Walking with the right posture will not only make the exercise more effective but will also protect you from strains and injuries.
Swimming is an excellent low impact exercise for seniors, especially if they have joint problems.
Even people with mobility issues who have issues bearing their own weight can benefit from swimming. The water takes on a portion of your body weight, making you float freely through the water.
You can try swimming a gentle stroke like breaststroke. You can even have a go at pool walking, as the resistance of the water will help you to build your strength. Aqua aerobics is also very popular with seniors.
If you are concerned about slipping in the pool or on the side of the pool, then you can wear pool shoes to give you more grip.
Make sure you use the handrails provided when getting in and out of the pool to reduce the risk of falling.
Cycling is ideal for seniors who are confident with their balance, as it is an extremely effective cardio workout that doesn’t put much weight or pressure on your joints.
If you stick to flatter, gentle cycling routes then it can be a suitable form of cardio even if your fitness level is low.
Make sure you wear a helmet and that you are confident with how to operate the bike before you take it out. Start simple with a lap around the block and build from there.
Cycling is a great way to explore and travel further distances than you would if you were walking. It can also be a social activity if you go cycling with a friend.
Yoga, Pilates And Thai Chi
If you are looking for something that is low impact and can be modified to suit your level of fitness and flexibility, then you could benefit from yoga, Pilates or Tai chi.
They are all different forms of exercise, but what they have in common is a focus on breathing, connecting your mind and your body, and moving at a gentle pace.
These exercises will help you to build strength and flexibility, without straining your body.
If there are movements that you find difficult, there are plenty of modified movements you can do that will suit your current ability level.
It is never too late to start one of these exercises, and you will be surprised at the difference it can make.
Simple Cardio Workout
Another exercise that is great for seniors is a simple cardio workout that you can do at home or in your garden. All you need is a comfortable pair of shoes and some comfortable clothes.
Start by gently stepping from side to side. concentrate on making your steps even and controlled. When you feel comfortable, lift one arm at a time.
You can either lift the opposite arm to the leg you are using, or the same, depending on what feels most natural to you.
Lift your arm above your head and bring it back down. This will help with coordination, but will also make your heart work harder by sending blood to your upper limbs and lower limbs at the same time.
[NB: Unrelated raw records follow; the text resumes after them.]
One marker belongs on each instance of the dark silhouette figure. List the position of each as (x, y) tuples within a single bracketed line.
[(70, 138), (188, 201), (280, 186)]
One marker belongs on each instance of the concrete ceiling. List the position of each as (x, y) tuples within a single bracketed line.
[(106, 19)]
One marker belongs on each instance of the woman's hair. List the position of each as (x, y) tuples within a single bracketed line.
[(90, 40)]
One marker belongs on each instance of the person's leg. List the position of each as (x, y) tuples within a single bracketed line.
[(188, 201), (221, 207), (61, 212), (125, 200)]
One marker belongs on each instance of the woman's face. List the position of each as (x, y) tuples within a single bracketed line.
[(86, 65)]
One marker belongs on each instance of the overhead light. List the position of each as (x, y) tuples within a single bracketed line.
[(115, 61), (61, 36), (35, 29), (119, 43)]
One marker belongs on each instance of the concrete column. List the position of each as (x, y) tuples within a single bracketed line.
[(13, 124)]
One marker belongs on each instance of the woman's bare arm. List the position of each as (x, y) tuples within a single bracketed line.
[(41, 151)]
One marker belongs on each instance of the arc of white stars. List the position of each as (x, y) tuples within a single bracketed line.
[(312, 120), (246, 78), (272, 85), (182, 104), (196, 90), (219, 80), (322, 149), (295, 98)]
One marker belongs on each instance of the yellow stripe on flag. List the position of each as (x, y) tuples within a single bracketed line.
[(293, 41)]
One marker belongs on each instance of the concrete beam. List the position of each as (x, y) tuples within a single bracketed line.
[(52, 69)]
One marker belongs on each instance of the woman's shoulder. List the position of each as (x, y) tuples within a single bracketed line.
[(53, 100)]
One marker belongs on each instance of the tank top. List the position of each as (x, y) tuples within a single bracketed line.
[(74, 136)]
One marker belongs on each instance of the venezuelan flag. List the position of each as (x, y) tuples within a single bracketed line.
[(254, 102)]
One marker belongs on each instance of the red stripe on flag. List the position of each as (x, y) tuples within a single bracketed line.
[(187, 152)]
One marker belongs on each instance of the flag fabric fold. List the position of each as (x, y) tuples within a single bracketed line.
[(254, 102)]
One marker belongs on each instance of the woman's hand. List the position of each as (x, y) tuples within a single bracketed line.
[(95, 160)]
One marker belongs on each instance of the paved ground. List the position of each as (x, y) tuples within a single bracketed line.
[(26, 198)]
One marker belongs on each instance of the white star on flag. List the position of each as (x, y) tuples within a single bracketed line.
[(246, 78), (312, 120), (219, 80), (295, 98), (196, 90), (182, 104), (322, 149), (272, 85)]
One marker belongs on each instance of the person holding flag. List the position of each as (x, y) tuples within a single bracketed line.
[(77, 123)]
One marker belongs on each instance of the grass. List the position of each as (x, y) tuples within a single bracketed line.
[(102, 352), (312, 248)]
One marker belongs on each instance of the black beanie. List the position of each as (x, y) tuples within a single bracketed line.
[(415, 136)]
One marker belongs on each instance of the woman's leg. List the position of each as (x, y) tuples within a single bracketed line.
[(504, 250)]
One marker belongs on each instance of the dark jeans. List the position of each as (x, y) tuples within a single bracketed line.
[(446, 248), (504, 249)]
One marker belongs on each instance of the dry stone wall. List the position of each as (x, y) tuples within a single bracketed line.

Remember to take it at your own pace. You only need to go as fast as you feel comfortable. You can put some music on if it helps.
Build in some other exercises, like a simple box step to the front, or marching on the spot using your arms.
If you want to work on your flexibility, include some knee taps or even toe taps. Incorporate some backwards steps as well as this will help with variety but also balance.
It is very easy to put together a simple routine out of movements like this, and you can make the movements as simple or complex as you want to.
This is great for a rainy day when you can't get out for a walk, as you can do it in your living room.
If you struggle with mobility and supporting your own weight, that doesn't mean you can't exercise.
In a comfortable chair, lift your arm up above your head and then bring it back down. Repeat this with the other arm, and continue lifting alternate arms.
Next, lift your arm straight out in front of you, switching between alternate arms. Finally, stretch each arm out to the side of you.
You can combine all of these movements in order to create a simple workout that will elevate your heart rate and tone your arms.
Being a senior doesn't mean that you have to stop exercising. There are plenty of low impact cardio exercises which are suitable to seniors and will help them to keep fit and healthy.